Un avis partagé par l'opposant Andrew Hattem, du parti Vision Saint-Jérôme. Il déplore une «nouvelle esquive du maire Gascon. Si c'est la Ville qui assume, ces factures devraient être disponibles aussi pour la population».

Jusqu'à vendredi, le service des communications de la Ville a toujours répété que tout ce qui concernait la maison du maire ne relevait pas de l'administration municipale.

Peu de détails

Les deux factures consultées ne contiennent aucune information sur la nature des travaux effectués, ni le nom des sous-entrepreneurs.

La première facture est datée du 30 septembre 2008, alors que les travaux sont «effectués à 55%». Son montant de 126 024,94$ taxes incluses a été réglé par chèque signé par la conjointe du maire et débité le 28 octobre. Aucun acompte n'avait été versé.

La seconde, datée du 16 décembre 2009, de 66 870,32$, n'a été payée que le 28 mai 2010. Soit cinq mois et demi plus tard.

«C'est clair que le maire semble avoir profité d'un traitement de faveur», estime Andrew Hattem.

Au final, la maison de Marc Gascon aura coûté officiellement 20 000$ de moins que l'estimation originale (203 000$ HT). Les deux chèques combinés représentent la somme toutes taxes comprises de 192 894$.

Des liens très étroits

Le 10 novembre dernier, La Presse a révélé qu'au moins trois entreprises ayant des liens d'affaires étroits avec la Ville avaient été embauchées par le maire pour transformer son modeste bungalow en résidence de prestige. Marc Gascon était aussi parti en voyage à Las Vegas en compagnie de ces mêmes entrepreneurs lors d'un congrès sur le béton.

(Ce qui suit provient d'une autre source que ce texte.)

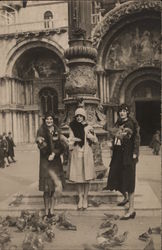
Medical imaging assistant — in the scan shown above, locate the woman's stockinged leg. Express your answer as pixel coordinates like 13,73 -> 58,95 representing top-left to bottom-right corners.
49,192 -> 55,214
117,192 -> 128,206
128,192 -> 134,213
43,192 -> 49,215
83,183 -> 89,209
77,183 -> 84,209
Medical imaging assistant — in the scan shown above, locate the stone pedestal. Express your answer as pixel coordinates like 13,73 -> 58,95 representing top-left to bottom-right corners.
62,0 -> 107,176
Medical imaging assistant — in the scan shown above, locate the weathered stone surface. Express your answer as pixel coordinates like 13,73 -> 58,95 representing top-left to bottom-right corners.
65,63 -> 97,95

L'entrepreneur principal, L'Archevêque & Rivest, est spécialisé dans les réalisations industrielles et institutionnelles. Il a notamment bâti le poste de police de Saint-Jérôme. Un des dirigeants avait précisé à La Presse qu'il construisait très rarement des résidences privées et pour des amis solvables.

Le lendemain de la publication de nos reportages, le maire avait promis de communiquer ses factures.

Il avait aussi soutenu que la Ville n'avait plus de lien avec l'entrepreneur général lorsque ce dernier construisait sa maison. Or, Marc Gascon négociait avec L'Archevêque & Rivest la construction et la gestion d'un nouvel aréna au moment même où les ouvriers de cet entrepreneur s'activaient dans sa maison.

Andrew Hattem, qui évoque des «rumeurs persistantes de l'implication de la brigade Marteau», dit que le «maire Gascon continue de ne pas vouloir être transparent». «J'ai demandé au ministère des Affaires municipales de suspendre le comité exécutif le temps que leurs vérifications administratives soient faites.»

La Ville de Saint-Jérôme est la cible d'une vérification administrative de Québec depuis septembre dernier à la suite d'une succession de plaintes et «d'anomalies».